United States District Court, W.D. North Carolina, Charlotte Division
Sep 1, 2023
Civil Action 3:23-CV-00238-FDW-SCR (W.D.N.C. Sep. 1, 2023)

Opinion

Civil Action 3:23-CV-00238-FDW-SCR

09-01-2023

CRAIG CUNNINGHAM, Plaintiff, v. AUTOGUARD ADVANTAGE CORPORATION, et. al., Defendants.


ORDER

Susan C. Rodriguez, United States Magistrate Judge

THIS MATTER is before the Court on pro se Plaintiff's “Emergency Motion to Quash Subpoena and Motion for a Protective Order” (Doc. No. 20), and Defendants' “Response in Opposition ...” (Doc. No. 23).

On July 18, 2023, Defendants Autoguard Advantage Corporation, Dimension Service Corporation, and Lexington National Insurance Corporation served a subpoena on 650 Stonewall, LLC., Plaintiff's landlord. (Doc. No. 20-2). They served a copy on Plaintiff. (Doc. No. 20-3). The subpoena called for production of documents on or before July 24, 2023. 650 Stonewall, LLC produced the documents on July 20, 2023. (Doc. No. 23 at 4). Defendants did not produce copies of the documents to Plaintiff until August 2, 2023. (Id.)

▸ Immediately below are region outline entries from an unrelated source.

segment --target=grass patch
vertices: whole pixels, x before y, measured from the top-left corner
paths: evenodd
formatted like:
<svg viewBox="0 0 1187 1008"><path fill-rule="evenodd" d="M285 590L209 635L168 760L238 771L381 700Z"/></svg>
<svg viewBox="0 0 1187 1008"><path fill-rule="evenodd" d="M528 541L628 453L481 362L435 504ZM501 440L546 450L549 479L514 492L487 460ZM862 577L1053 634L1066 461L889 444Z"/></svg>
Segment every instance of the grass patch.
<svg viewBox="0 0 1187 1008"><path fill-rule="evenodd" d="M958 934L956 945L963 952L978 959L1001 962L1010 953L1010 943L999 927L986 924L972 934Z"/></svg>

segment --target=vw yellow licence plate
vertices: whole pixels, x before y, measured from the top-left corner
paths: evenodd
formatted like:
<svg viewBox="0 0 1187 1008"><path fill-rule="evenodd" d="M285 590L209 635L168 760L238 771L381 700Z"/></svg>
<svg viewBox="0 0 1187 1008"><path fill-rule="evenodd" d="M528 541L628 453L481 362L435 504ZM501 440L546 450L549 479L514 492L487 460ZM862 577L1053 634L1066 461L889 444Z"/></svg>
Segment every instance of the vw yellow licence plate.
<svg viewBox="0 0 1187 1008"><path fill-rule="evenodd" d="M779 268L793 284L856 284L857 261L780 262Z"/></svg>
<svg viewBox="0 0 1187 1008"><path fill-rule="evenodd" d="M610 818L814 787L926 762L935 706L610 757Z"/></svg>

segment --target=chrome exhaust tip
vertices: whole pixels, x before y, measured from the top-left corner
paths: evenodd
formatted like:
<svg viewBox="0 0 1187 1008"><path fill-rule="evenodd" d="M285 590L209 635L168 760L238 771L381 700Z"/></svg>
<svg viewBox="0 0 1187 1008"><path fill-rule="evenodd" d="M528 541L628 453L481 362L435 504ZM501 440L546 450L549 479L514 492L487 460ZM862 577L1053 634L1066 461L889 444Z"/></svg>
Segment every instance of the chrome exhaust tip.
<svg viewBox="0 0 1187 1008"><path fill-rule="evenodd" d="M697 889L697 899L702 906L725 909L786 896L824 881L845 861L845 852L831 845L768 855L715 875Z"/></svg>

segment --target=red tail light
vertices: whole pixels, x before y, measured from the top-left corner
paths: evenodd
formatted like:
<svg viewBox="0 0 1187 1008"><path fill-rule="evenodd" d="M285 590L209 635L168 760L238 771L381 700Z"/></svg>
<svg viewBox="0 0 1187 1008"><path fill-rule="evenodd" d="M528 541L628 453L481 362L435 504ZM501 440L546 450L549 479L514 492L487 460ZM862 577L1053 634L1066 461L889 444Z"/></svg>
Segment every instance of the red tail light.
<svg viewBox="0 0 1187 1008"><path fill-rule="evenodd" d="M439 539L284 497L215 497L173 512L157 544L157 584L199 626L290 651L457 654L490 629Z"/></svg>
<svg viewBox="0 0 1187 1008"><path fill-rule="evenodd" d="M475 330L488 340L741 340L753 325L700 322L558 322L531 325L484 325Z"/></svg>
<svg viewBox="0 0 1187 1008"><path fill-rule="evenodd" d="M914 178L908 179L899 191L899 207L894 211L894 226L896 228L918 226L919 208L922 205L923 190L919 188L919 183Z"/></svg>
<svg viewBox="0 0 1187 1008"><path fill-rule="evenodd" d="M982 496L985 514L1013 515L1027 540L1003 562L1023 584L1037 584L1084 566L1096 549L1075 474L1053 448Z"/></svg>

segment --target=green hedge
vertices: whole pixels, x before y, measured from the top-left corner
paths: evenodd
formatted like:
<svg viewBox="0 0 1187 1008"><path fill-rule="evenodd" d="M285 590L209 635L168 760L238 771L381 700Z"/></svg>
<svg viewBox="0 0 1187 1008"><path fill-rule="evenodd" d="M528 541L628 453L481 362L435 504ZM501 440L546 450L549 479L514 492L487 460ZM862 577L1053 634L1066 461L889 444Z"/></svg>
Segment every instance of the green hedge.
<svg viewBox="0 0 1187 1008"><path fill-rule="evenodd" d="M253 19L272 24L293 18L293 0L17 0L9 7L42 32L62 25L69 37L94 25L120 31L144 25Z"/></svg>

Defendants argue that Plaintiff's Motion should be denied as untimely and moot. (Doc. No. 23 at 5). Rule 45(d)(3)(A) requires a “timely motion” for the court to quash or modify a subpoena. Fed.R.Civ.P. 45(d)(3)(A). “It is well settled that, to be timely, a Motion to quash a subpoena must be made prior to the return date of the subpoena.” Laschkewitsch v. Lincoln Life & Annuity Distribs., Inc., No. 5:13-CV-315-BO, 2014 WL 1159923, at *1 (E.D. N.C. Mar. 21, 2014) (quoting Est. of Ungar v. Palestinian Auth., 451 F.Supp.2d 607, 610 (S.D.N.Y. 2006)). See, e.g., United States v. Debolt, Case No. 5:09CR24, 2010 WL 11698240, at *1 (N.D. W.Va. Aug. 5, 2010) (dismissing motion to quash subpoena as moot when information had already been turned over to the defendant).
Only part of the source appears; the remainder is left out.